The underlying technology of IPFS
<tl;dr> In this article we’ll discuss the Interplanetary File System (IPFS) alongside all of its functionalities and components. As we dive deeper into the subject, we are going to shift focus to DHT (distributed hash table) and Git’s MerkleDAG implementations in IPFS. Feel free to jump on the part you are most interested in.
It is crucial to understand the importance of these concepts due to the fact that almost all technological solutions in the P2P systems nowadays are relying on these technologies.
Firstly, let’s take a look at some of the “problems” with the Web 2.0 today:
- Location-based addressing
It might not seem like a problem, after all, that’s how the web works. Having to access your data on a server from the other part of the world might bring some time complexity to the table.
- Centralization & single point of failure
This is a well-known problem where if a centralized server goes down, there is no way to access any of the data you might need.
The whole point of the internet is to share data, but while we have potent entities restricting our access to information, we will not have the data liberation that we seek.
Lots of links are broken, out of 1.8 billion websites in the World, only 200 million is live.
What is IPFS?
IPFS stands for an Interplanetary file system and it aims to change the way we distribute and work with data today. The InterPlanetary File System is a peer-to-peer distributed file system that seeks to connect all computing devices with the same system of files. It is combining well-tested internet technologies such as DHT (distributed hash tables), Git’s MerkleDAG and BitTorrent’s bit swap protocol. It uses content addressing block storage and data structure in the form of MerkleDAG upon which one can build versioned file system, blockchains, etc..
IPFS has five layers:
- naming — a self-certifying PKI namespace (IPNS)
- MerkleDAG — data structure format (thin waist)
- exchange — block transport and replication
- routing — locating peers and objects
- network — establishing connections between peers
The network provides point-to-point transports (reliable and unreliable) between any two IPFS nodes in the network.
- NAT traversal — hole punching, port mapping, and relay
- supports multiple transports — TCP, SCTP, UDP, …
- supports encryption, signing, or clear communications
- multi-multiplexes -multiplexes connections, streams, protocols, peers
Routing — DHT
Before we jump into routing in IPFS let’s take a look at the different ways of finding an object. There are two basic ways, searching and addressing. Searching is how google works; it finds an object by searching with keywords that match object description, i.e., comparing the actual object to know if they are the same. This makes it hard to be efficient.

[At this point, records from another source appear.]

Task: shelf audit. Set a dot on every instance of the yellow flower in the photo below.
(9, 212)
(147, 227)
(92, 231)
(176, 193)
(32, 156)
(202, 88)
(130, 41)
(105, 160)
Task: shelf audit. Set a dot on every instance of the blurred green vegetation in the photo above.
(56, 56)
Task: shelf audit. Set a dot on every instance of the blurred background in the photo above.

Addressing, on the other hand, finds objects by addressing them with their unique name. The best example is URL on the Web. Pros of this approach are that object location can be more efficient and every object is uniquely identifiable.
Searching in P2P networks is not efficient, finding a solution in ether centralized, distributed or even hybrid method does not provide the system with desirable speed efficiency. Creating more efficient search and object location was the original motivation for researching distributed hash tables. One major goal of P2P systems is object lookup: Given a data item X stored in some set of nodes in the system, find it.
What is DHT
DHT performs the functions of a hash table. You can store a key and value pair, and you can look up a value if you have the key. Let’s take a look at hash tables to get a better understanding of what DHTs are:
The task of maintaining the mapping from keys to values is distributed among the nodes, in such a way that a change in the set of participants causes a minimal amount of disruption.
In a DHT, each node is responsible for one or more hash buckets. As nodes join and leave, the responsibilities change. Nodes communicate among themselves to find the responsible node, and scalable communications are what makes DHTs efficient. DHTs also support all the normal hash table operations.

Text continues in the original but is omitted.